La Fédération nationale de la mutualité française (FNMF) est créée en 1902 et compte 3 millions de membres. Les mutualistes continuent de progresser : au nombre de quatre millions en 1914, ils sont fois dix plus que nombreux que les syndicalistes. La première fête nationale de la Mutualité se déroule en 1904 sous le patronage du président de la République Émile Loubet. En 1928, la loi instituant les Assurances sociales est adoptée. En 1930, le mouvement mutualiste participe à la gestion des Assurances sociales. En devenant gestionnaires de ces assurances sociales, les mutualistes deviennent une sorte de rouage de l’État et délaissent le côté social et militant qui prévalait avant 1914. On peut dire que c’est une forme de bureaucratisation du mouvement. En 1936, se créent des sociétés de secours mutuel, à l’initiative du Parti communiste. En 1941, la Mutualité soutient la charte du travail de Vichy. Le mouvement mutualiste « défend l’ordre établi » et il ne s’était par reconnu dans les actions ouvrières de 1936.
UN TOURNANT AVEC LA CRÉATION DE LA SÉCURITÉ SOCIALE EN 1945
A la fin de la deuxième guerre mondiale, le Conseil national de la Résistance (CNR) décide la création de ce qui sera la Sécurité sociale ; il s’agit de permettre à l’accès aux soins mais aussi d’aider les familles et d’offrir le droit à la retraite pour les vieux travailleurs. C’est de cette volonté que naîtra le plan complet de Sécurité sociale, visant à assurer « à tous les citoyens » des moyens d’existence, dans tous les cas où ils sont incapables de se les procurer par le travail. C’est dès la mise en place de la Sécurité sociale que se crée la confusion : les mutuelles de la Fonction publique en refusent le principe, conservent leur organisation, obtiennent des fonds de réserve et règlent les dépenses sur des bases différentes du régime général. La faille a été ainsi créée. En revanche, les « mutuelles de travailleurs » vont soutenir et participer à l’organisation de la Sécurité sociale. Mais le Conseil d’administration de la Sécurité sociale d’élargi de plus en plus. Année après année, on a ajouté des organismes qui n’étaient représentants ni des ouvriers, ni directement des employeurs mais plutôt de la finance, et surtout de l’État.
Avec création de la Sécurité sociale, les mutuelles continuent d’exister ; même si elles n’ont pas le vent en poupe à la Libération, elles restent une force avec 15 millions d’adhérents après la guerre.

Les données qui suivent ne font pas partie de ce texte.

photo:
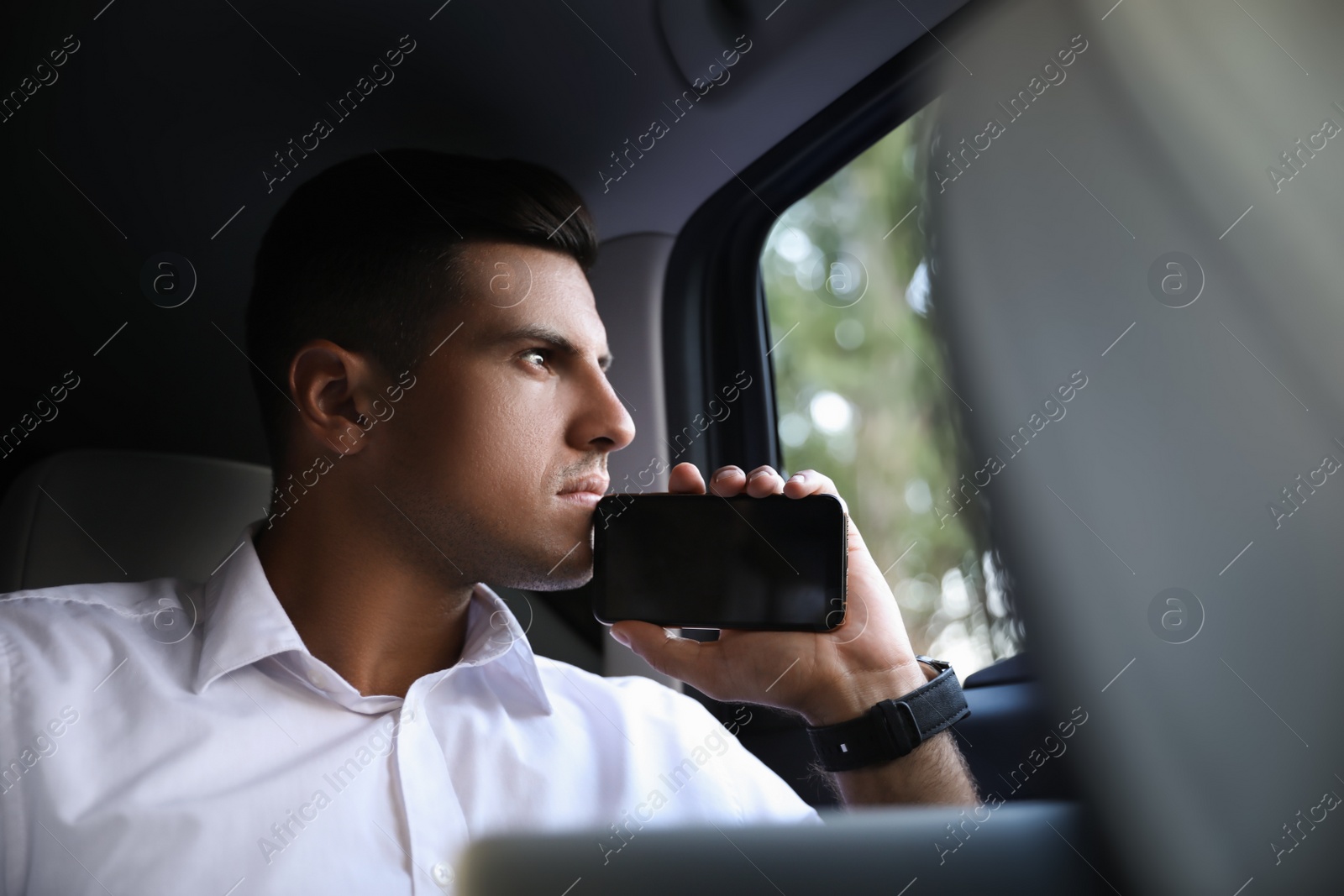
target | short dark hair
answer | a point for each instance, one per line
(363, 254)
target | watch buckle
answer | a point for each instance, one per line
(900, 719)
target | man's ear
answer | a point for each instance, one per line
(333, 390)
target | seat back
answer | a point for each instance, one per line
(125, 516)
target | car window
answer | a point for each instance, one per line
(864, 396)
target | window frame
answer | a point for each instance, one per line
(709, 333)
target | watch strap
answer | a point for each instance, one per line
(893, 728)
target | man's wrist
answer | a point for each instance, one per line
(855, 696)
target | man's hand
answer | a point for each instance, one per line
(826, 676)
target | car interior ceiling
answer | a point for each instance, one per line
(175, 136)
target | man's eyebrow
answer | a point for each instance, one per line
(553, 338)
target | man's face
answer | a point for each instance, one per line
(511, 411)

Avec la création de la Sécurité sociale en 1945, la Mutualité va connaître un véritable tournant. Il apparaît d’emblée que la Mutualité ne jouera pas auprès de la Sécurité sociale, le rôle d’organisme gestionnaire qui avait été le sien auprès des Assurances sociales. Aux élections à la Sécurité Sociale de 1947, la Mutualité ne recueille que 10 % des suffrages, loin derrière la CGT et la CFTC. Les syndicats ouvriers sont donc les partenaires essentiels pour la gestion de la Sécurité sociale. Qui plus est, la Mutualité s’arc-boute sur ses principes : maintien de l’acte volontaire individuel de prévoyance et lutte contre l’étatisation de la protection sociale. Il s’agit d’un moment difficile pour la Mutualité, qui doit réduire ses moyens. Mais elle comprend très vite qu’elle doit négocier. Elle se retrouve confinée dans les domaines restés en marge du régime de base, en particulier dans la couverture santé complémentaire des salarié.es, au niveau individuel comme, en partie, au niveau collectif.

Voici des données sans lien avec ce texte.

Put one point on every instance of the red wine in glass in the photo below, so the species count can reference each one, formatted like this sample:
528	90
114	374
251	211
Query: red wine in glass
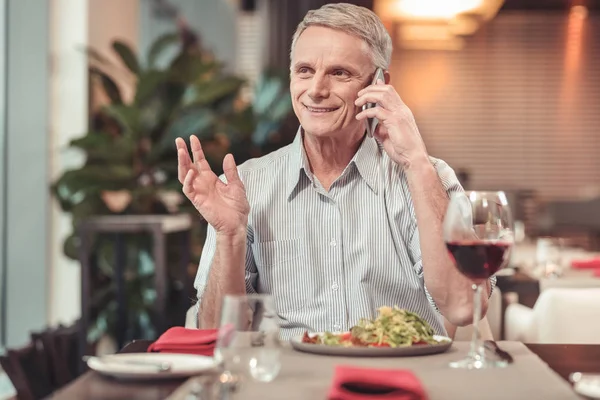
479	259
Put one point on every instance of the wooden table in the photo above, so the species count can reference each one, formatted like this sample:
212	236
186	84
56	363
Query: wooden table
563	359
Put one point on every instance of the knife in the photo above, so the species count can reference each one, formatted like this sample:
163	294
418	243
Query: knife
493	347
160	366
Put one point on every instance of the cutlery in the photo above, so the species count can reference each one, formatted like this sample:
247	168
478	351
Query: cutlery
493	347
579	376
160	366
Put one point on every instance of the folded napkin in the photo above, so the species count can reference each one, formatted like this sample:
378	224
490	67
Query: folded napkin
187	341
591	263
354	383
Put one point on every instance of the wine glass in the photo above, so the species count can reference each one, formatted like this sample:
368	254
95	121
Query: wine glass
248	339
478	231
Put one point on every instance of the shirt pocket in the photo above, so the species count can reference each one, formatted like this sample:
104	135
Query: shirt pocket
282	273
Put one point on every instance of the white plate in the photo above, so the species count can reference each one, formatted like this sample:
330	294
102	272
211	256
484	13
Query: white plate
588	386
130	365
416	350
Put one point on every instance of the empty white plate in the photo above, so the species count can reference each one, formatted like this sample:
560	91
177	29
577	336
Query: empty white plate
588	385
147	365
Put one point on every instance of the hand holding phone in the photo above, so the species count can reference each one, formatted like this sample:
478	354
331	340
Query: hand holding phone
372	122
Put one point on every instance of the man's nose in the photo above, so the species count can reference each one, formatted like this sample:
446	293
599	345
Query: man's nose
319	87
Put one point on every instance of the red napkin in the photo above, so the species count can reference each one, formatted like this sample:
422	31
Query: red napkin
354	383
187	341
591	263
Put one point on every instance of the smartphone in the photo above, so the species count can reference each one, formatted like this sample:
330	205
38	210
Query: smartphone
372	122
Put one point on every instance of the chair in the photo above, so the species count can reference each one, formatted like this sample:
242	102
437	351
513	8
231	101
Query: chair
61	346
27	369
560	315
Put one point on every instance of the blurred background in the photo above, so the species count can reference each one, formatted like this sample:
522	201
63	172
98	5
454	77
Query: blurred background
93	93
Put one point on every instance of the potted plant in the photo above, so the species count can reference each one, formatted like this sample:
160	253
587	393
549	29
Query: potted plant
131	160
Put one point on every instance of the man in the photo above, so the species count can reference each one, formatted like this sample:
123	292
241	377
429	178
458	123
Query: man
337	223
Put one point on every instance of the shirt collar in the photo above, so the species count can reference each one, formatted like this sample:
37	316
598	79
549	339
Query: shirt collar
365	160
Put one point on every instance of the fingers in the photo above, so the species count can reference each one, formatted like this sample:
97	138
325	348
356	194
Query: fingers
197	152
371	97
230	169
188	184
183	159
376	112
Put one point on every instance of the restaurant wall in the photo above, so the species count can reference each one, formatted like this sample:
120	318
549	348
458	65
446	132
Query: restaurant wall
25	220
517	107
76	24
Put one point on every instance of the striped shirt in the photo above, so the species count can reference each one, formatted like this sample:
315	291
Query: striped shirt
330	258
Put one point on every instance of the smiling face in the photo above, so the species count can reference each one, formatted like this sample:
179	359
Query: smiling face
329	68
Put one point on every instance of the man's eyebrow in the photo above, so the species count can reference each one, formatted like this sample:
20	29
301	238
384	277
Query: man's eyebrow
301	64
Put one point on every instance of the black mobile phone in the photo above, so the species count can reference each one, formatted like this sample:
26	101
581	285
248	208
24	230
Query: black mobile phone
372	122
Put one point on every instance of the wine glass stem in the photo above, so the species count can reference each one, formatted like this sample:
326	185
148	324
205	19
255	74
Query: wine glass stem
477	351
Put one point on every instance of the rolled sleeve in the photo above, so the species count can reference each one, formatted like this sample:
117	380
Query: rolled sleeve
452	185
206	261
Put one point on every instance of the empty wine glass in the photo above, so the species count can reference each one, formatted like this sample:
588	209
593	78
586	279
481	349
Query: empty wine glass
478	231
248	343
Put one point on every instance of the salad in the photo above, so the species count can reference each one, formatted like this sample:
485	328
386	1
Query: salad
393	327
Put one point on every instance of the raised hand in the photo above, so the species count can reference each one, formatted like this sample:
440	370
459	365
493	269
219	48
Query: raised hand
223	205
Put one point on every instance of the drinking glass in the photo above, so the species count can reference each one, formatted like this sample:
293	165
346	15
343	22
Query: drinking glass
478	231
248	341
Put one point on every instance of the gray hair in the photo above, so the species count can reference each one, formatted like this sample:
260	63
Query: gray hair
354	20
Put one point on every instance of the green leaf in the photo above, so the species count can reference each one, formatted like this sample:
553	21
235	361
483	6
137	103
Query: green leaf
195	121
110	87
207	93
159	45
127	56
266	93
281	109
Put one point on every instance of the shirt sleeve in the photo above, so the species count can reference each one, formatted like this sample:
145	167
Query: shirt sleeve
452	185
206	260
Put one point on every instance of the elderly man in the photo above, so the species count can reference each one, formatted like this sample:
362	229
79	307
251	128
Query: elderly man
337	223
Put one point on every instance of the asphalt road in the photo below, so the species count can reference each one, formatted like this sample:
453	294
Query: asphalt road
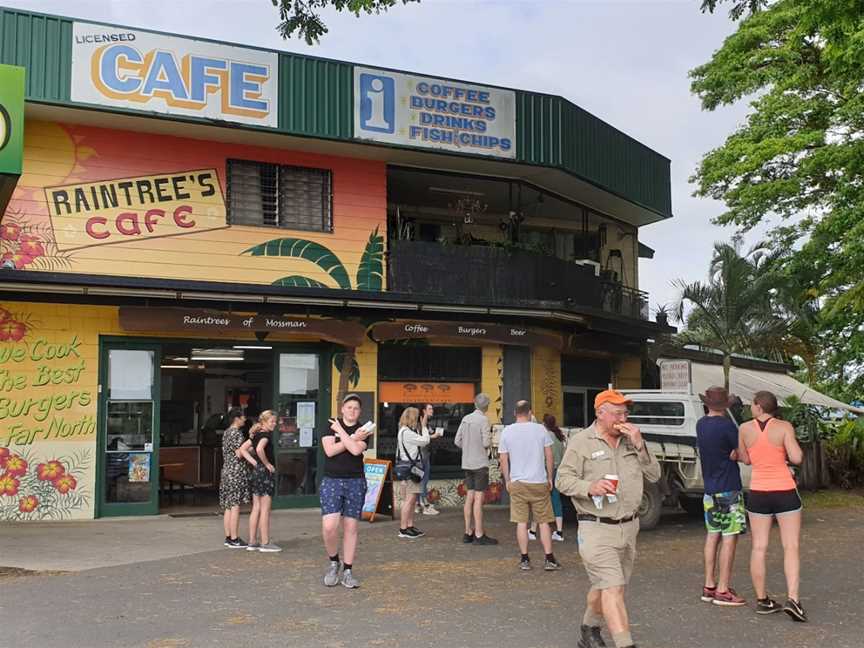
433	592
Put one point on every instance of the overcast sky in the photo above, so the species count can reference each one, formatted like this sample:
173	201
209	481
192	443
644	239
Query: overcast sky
625	62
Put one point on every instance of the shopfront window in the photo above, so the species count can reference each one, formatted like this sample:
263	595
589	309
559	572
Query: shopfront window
296	440
130	414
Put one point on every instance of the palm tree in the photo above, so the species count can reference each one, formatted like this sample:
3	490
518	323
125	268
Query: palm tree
732	312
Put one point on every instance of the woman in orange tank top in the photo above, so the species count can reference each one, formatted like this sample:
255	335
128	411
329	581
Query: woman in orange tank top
768	444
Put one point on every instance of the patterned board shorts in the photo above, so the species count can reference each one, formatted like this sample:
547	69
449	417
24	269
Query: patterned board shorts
725	513
343	496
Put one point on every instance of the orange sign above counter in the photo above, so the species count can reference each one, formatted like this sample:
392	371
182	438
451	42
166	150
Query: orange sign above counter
426	392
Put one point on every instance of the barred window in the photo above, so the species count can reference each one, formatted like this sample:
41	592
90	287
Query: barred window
274	195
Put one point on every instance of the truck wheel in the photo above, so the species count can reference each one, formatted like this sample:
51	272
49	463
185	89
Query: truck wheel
692	505
651	506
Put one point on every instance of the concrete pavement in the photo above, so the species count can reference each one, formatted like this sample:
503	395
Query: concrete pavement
428	592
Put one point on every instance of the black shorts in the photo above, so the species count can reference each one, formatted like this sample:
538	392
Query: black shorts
772	503
477	480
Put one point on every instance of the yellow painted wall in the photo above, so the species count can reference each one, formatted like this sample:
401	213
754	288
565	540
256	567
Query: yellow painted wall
48	405
546	383
48	409
62	217
492	383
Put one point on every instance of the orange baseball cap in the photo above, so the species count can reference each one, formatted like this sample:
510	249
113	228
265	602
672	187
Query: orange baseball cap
611	396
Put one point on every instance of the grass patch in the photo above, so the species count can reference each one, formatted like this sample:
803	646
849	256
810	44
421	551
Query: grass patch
834	499
17	572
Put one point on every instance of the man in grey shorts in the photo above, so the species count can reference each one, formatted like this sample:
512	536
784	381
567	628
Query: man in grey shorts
474	437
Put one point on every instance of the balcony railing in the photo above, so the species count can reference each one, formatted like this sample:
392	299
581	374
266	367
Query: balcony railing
463	274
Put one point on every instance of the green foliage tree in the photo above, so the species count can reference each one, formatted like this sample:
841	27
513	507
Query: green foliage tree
799	157
303	16
732	312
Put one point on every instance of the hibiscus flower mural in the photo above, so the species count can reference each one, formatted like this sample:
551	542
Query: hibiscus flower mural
32	489
14	326
25	245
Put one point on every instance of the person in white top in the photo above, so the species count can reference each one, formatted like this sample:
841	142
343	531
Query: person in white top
424	506
408	448
525	454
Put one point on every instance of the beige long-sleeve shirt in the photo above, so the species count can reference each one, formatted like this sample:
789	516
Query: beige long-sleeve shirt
589	457
474	436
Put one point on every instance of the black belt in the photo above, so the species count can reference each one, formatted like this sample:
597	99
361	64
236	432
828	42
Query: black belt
586	517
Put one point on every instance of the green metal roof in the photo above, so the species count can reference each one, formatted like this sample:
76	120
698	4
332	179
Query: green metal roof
316	100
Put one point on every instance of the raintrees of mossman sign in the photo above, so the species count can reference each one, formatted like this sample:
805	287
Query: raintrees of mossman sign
420	111
140	70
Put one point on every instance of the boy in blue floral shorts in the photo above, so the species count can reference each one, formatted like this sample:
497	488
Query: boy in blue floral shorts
725	517
343	490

Le poids des mutuelles en France s’explique par le fait que l’intervention de l’État dans le social y a été beaucoup plus tardive que dans la majorité des pays européens. Rappelons que la Sécurité sociale de 1945 a été précédée par deux lois : une, votée en 1910, qui a constitué des retraites pour 2,5 millions de personnes et une, en 1930, établissant les Assurances sociales. Elles ont été investies par les mutualistes : aussi le pays compte 15 millions de mutualistes à la Libération. En 1946, les mutuelles ouvrières (issues de 1936) sont exclues de la FNMF. La Fédération des mutuelles ouvrières (FMO) sera créée en 1960. En 1946, la Mutualité décide cependant de s’intégrer dans ce nouveau paysage de la protection sociale. Se créent alors la MGEN, la MGPTT et la MGET. La loi Morice de 1947 accorde aux sociétés mutualistes la possibilité de se transformer en sections locales de Sécurité sociale. C’est de cette période que date la gestion de la Sécurité sociale de base des fonctionnaires et des étudiants par des mutuelles. Vers la même époque se crée l’Union des caisses chirurgicales mutualistes. La mission mutualiste trouve un nouveau vecteur de développement.

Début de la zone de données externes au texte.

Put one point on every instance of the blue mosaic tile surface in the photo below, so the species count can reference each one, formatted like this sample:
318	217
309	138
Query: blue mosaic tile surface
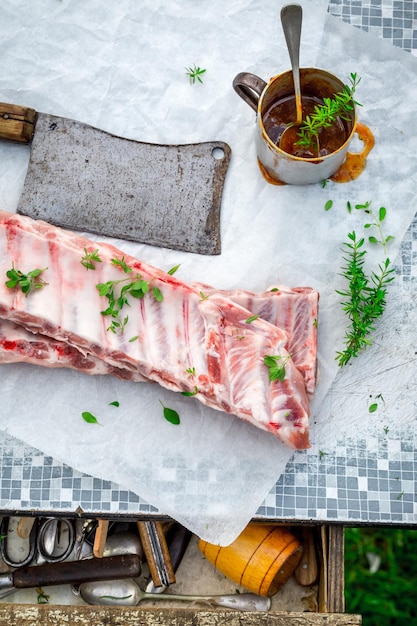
357	482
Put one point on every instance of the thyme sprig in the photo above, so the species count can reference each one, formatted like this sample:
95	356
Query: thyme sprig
90	259
26	282
326	114
364	298
194	73
276	365
134	286
377	218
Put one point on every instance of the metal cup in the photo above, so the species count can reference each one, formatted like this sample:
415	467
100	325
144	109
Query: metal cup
276	164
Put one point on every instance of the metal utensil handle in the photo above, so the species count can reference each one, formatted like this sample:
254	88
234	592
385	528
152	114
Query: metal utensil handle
291	19
249	87
107	568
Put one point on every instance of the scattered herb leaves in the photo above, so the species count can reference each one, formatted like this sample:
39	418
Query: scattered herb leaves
170	415
90	418
194	73
90	259
26	282
276	366
377	218
122	264
117	298
172	271
190	393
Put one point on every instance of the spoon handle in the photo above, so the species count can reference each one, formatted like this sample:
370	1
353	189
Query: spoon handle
236	601
291	20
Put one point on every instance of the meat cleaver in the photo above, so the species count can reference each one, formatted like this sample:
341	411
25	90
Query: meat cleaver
85	179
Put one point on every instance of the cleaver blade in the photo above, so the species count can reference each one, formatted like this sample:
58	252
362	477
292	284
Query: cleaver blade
86	179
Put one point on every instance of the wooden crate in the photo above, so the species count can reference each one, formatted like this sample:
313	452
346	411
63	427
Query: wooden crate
327	609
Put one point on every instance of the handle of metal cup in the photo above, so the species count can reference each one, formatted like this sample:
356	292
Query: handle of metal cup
249	87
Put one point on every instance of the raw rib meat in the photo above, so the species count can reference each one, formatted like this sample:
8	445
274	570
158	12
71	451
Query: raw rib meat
295	311
17	345
165	341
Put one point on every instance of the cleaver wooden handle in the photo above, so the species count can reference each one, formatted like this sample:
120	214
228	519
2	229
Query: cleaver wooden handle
108	568
17	123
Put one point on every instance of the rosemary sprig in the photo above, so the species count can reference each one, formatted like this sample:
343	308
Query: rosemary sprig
326	114
194	73
365	298
27	282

La désaffection mutualiste pour la prévoyance collective d’entreprise plonge ses racines dans le divorce historique entre mutualité et mouvement ouvrier. La Mutualité laisse alors le champ libre aux Institutions de prévoyance (IP) ; d’autant plus que le décret du 8 juin 1946 confie les régimes complémentaires de retraites naissants, aux institutions de prévoyance, dont certaines sont l’émanation directe des compagnies d’assurance. Cette attitude de la Mutualité s’explique aussi par le caractère obligatoire de l’affiliation à ces régimes. C’est en effet antinomique de l’attachement, quasi viscéral, au principe d’adhésion volontaire, expression de la vision libérale défendue par la Mutualité. Dans les IP, les partenaires sociaux construisent progressivement des dispositifs de protection complémentaire des salarié.es.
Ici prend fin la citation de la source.